En 1975 me hice cargo de la dirección de la Casa del Lago, el noble centro de difusión de la cultura que nuestra UNAM tiene en el corazón del Bosque de Chapultepec. Es claro que, en muchos aspectos, la Casa era un lugar visitado fundamentalmente por la élite intelectual, pero, como los paseantes se asomaban los fines de semana para ver alguna exposición o para escuchar un concierto de la Camerata que dirigía el maestro Bernal, era un lugar de encuentro de las clases populares con la cultura que difundía la Universidad. Así que se cumplían las dos funciones: se creaba y experimentaba, y se difundía la cultura con el propósito principal de ir formando poco a poco a los grupos de espectadores de teatro y cine, a los amantes de las artes plásticas y de la música, y a los interesados en los debates sobre todos los temas del cielo y de la tierra que gozaban los bienes de la libertad de expresión que sólo la Universidad podía dar sin restricción alguna. Ignoro cuál es la situación actual de la Casa. Los directores no tienen mucho interés en hablar con las momias que trabajaron en ese centro de verdadero encuentro cultural. Esto no me extraña en lo absoluto, pues la vida del país consta de sexenios que se ignoran entre sí, y la UNAM se reinventa con cada rector nuevo. Nuestra idea del poder nos obliga a negar el pasado –o a ignorarlo–, y a pensar que todo empieza con nuestro ombligo recién llegado a un mundo que inauguramos con nuestras augustas personitas. En fin... silencio, “el resto es silencio”.

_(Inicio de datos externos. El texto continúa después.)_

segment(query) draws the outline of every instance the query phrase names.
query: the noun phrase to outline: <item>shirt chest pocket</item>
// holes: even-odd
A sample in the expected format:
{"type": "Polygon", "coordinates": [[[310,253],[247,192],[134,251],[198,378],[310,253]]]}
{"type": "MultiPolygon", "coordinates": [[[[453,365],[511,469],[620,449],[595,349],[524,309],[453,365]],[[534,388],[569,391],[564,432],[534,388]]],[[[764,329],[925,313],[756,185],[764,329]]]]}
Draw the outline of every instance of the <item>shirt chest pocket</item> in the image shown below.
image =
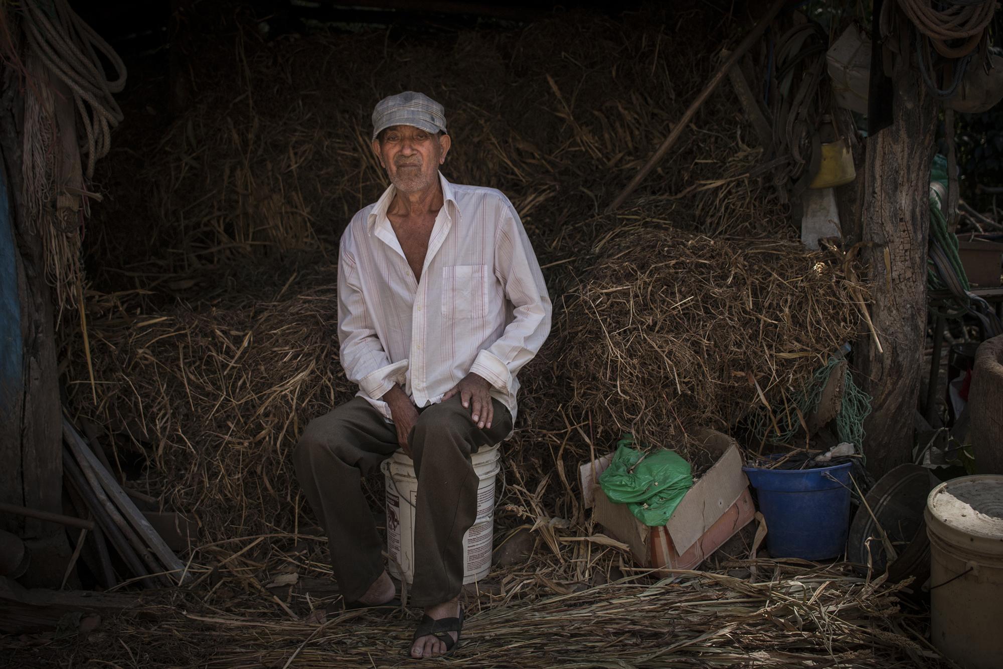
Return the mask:
{"type": "Polygon", "coordinates": [[[487,265],[448,265],[442,268],[442,317],[482,318],[487,315],[487,265]]]}

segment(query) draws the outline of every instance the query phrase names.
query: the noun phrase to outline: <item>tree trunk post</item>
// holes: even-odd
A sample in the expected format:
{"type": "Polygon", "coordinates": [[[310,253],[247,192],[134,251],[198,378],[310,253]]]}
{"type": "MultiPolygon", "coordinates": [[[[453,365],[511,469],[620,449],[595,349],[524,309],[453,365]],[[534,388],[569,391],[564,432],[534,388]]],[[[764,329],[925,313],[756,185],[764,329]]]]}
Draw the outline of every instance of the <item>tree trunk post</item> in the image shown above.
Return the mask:
{"type": "MultiPolygon", "coordinates": [[[[907,28],[903,28],[906,30],[907,28]]],[[[862,388],[874,401],[865,421],[868,468],[876,476],[908,462],[920,395],[927,321],[930,166],[938,105],[916,68],[915,31],[900,39],[893,72],[894,123],[867,141],[862,258],[871,281],[871,316],[884,349],[858,343],[862,388]]]]}
{"type": "MultiPolygon", "coordinates": [[[[9,16],[0,14],[0,19],[5,18],[9,16]]],[[[5,68],[0,80],[0,188],[4,189],[5,218],[5,225],[0,226],[0,258],[7,264],[0,273],[4,305],[0,313],[6,313],[8,320],[0,340],[4,361],[0,370],[0,501],[61,513],[61,402],[54,312],[45,277],[45,250],[23,206],[24,98],[19,90],[17,74],[5,68]]],[[[3,514],[0,528],[26,539],[32,550],[32,566],[22,583],[60,583],[69,556],[61,525],[3,514]]]]}

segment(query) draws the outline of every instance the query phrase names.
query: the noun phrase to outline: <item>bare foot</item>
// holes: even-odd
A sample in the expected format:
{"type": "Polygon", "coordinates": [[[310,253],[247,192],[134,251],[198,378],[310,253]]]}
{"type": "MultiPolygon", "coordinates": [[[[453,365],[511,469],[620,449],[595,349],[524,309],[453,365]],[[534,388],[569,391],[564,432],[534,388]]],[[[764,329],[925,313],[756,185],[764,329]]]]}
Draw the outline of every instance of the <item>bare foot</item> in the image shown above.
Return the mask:
{"type": "Polygon", "coordinates": [[[393,587],[390,575],[386,573],[386,570],[383,570],[379,578],[373,581],[373,585],[369,586],[366,594],[359,598],[359,604],[364,604],[367,607],[379,606],[392,600],[396,594],[397,589],[393,587]]]}
{"type": "MultiPolygon", "coordinates": [[[[455,599],[436,604],[433,607],[425,607],[425,615],[432,620],[442,618],[458,618],[459,602],[455,599]]],[[[453,641],[459,636],[458,632],[447,632],[453,641]]],[[[446,652],[445,644],[434,635],[418,637],[411,643],[411,657],[435,657],[446,652]]]]}

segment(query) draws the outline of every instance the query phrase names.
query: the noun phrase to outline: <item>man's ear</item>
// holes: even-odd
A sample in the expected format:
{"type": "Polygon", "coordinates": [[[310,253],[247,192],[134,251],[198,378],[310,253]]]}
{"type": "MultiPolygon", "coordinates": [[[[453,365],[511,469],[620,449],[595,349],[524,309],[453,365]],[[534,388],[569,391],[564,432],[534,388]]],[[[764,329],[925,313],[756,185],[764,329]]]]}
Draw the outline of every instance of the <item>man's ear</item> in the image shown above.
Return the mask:
{"type": "Polygon", "coordinates": [[[449,153],[449,147],[452,146],[452,140],[449,139],[448,135],[439,136],[439,149],[442,153],[439,155],[439,165],[445,163],[445,155],[449,153]]]}

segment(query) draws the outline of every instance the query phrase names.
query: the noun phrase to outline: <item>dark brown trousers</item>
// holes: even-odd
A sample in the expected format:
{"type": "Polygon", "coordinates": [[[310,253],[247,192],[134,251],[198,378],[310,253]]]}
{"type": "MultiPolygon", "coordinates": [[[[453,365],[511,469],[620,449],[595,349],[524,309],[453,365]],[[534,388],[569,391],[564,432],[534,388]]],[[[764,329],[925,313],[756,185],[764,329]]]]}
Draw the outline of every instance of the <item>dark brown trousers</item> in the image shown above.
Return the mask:
{"type": "MultiPolygon", "coordinates": [[[[419,410],[409,443],[418,477],[414,528],[415,606],[447,602],[463,584],[463,534],[477,514],[477,476],[470,454],[512,431],[497,400],[491,428],[470,420],[458,397],[419,410]]],[[[327,531],[331,565],[346,602],[362,597],[383,572],[383,540],[361,480],[398,448],[394,426],[355,398],[307,426],[293,454],[296,477],[327,531]]]]}

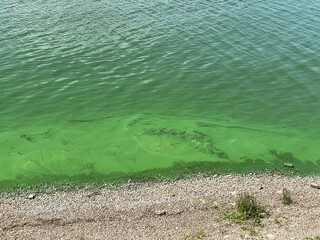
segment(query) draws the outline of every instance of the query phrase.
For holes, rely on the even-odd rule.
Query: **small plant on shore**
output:
[[[245,219],[260,219],[266,213],[264,207],[257,203],[256,198],[247,192],[239,195],[236,209]]]
[[[293,203],[293,200],[292,200],[292,197],[291,197],[291,193],[286,188],[284,188],[282,190],[282,203],[284,205],[290,205],[290,204]]]
[[[198,240],[206,237],[206,233],[204,231],[199,231],[194,234],[191,234],[185,238],[185,240]]]
[[[264,207],[257,203],[256,198],[249,193],[241,193],[236,201],[236,211],[224,210],[222,215],[236,223],[243,224],[252,220],[254,225],[260,225],[261,218],[267,214]]]

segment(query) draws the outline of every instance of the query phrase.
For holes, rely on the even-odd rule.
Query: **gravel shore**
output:
[[[303,240],[320,236],[319,185],[319,176],[215,175],[4,194],[0,239]],[[293,204],[282,203],[283,188]],[[242,192],[268,210],[261,224],[223,216]]]

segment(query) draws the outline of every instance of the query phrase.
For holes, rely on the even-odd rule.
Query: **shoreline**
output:
[[[320,176],[229,174],[20,192],[0,198],[1,239],[304,239],[320,236]],[[282,190],[293,204],[281,202]],[[235,223],[223,211],[254,195],[270,216]]]

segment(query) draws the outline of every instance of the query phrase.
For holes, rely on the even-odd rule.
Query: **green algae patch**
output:
[[[33,124],[1,133],[0,187],[198,172],[319,174],[318,139],[223,118],[134,114]]]

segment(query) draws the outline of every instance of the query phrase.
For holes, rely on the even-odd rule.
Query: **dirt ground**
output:
[[[320,236],[317,185],[319,176],[215,175],[3,194],[0,239],[315,238]],[[283,188],[293,204],[282,203]],[[269,212],[260,224],[225,217],[243,192],[254,195]]]

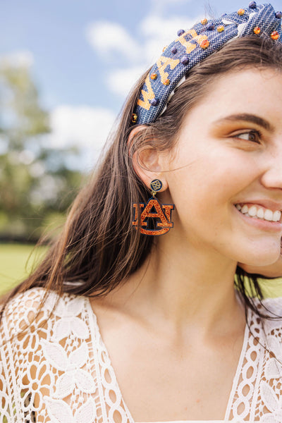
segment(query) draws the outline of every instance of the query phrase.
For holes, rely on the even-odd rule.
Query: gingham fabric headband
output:
[[[203,19],[190,30],[178,32],[178,38],[166,47],[147,75],[132,116],[133,123],[154,122],[165,110],[173,90],[185,80],[195,64],[239,37],[267,35],[282,42],[281,12],[271,4],[240,8],[221,19]]]

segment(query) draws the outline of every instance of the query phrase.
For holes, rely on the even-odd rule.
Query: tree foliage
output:
[[[81,174],[78,153],[47,145],[49,116],[27,66],[0,64],[0,239],[36,240],[70,205]]]

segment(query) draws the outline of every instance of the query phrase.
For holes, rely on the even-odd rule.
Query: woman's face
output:
[[[176,204],[171,236],[235,262],[262,266],[277,260],[282,73],[245,69],[223,74],[188,114],[176,157],[169,164],[166,159]]]

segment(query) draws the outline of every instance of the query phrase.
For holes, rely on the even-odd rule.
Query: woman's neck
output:
[[[152,249],[143,265],[106,299],[154,326],[172,332],[189,330],[205,338],[240,329],[243,306],[236,298],[236,263],[202,247]],[[164,324],[165,323],[165,325]]]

La presencia de Juan José Gurrola, maestro y amigo muy querido, controvertido y vuelto a querer; de Nicolás Núñez, Eduardo Ruiz Saviñón, Ignacio Hernández, Salvador Garcini, Edgar Vivar, Fiona Alexander, Héctor Mendoza, Juan García Ponce, Leonora Carrington, Gabriel Weisz, José Antonio Alcaraz, Calatayud, Mario Lavista, Vicente Rojo, Raquel Tibol, Carlos Pellicer, Jaime Sabines, Álvaro Mutis, José Emilio Pacheco, Eduardo Lizalde, Enrique Molina, Carlos Monsiváis, Elsa Cross, Adán Guevara, Alejandro Aura, Cauduro, Cuéllar, Candelario, Lolita Duset, Helena Guardia, Fuensanta Zertuche, Patricia Bernal, Manuel Núñez Nava, Tina French, Dunia Zaldívar, Yolizma, Zermeño, Aguilar, algunos ilustres boleristas como Vicente Garrido y Emma Elena Valdelamar, Pepe Kahn, Tino Contreras y otros muchos actores, actrices, músicos, pintores, enriquecieron la oferta cultural de la Casa y, a pesar de la ocupación del foro abierto por los miembros del CLETA, el público llenaba todos los fines de semana las galerías, el anexo y los pequeños foros del antiguo Instituto de Biología, que fue la sede del Automóvil Club, restaurante y, por un rato, residencia del presidente Adolfo de la Huerta. Se conservaban sus historiados y pesadísimos muebles, y con ellos arreglé mi oficina que tenía vista al lago y al beso de las parejas enamoradas. Sin duda, ese fue el más placentero y agitado trabajo de mi vida ya de por sí bastante inquieta y errática. Me proponían una especie de homenaje en la Casa. No lo acepté. No le vi el objeto... Me hubiera gustado reunirme con todos los que trabajaron a mi lado en tantas tareas artísticas, pero no es fácil reunirlos y muchos ya se me fueron. Mejor el silencio. La historia de la difusión de la cultura, del teatro y de las artes en general recogerán algo de lo sucedido en aquellos años luminosos. Y si no lo hace, no importa demasiado. A estas alturas de la vida, se está ya por encima (o por debajo) de tantas cosas, que lo único que nos queda es la memoria y, a fe mía, no es poca cosa.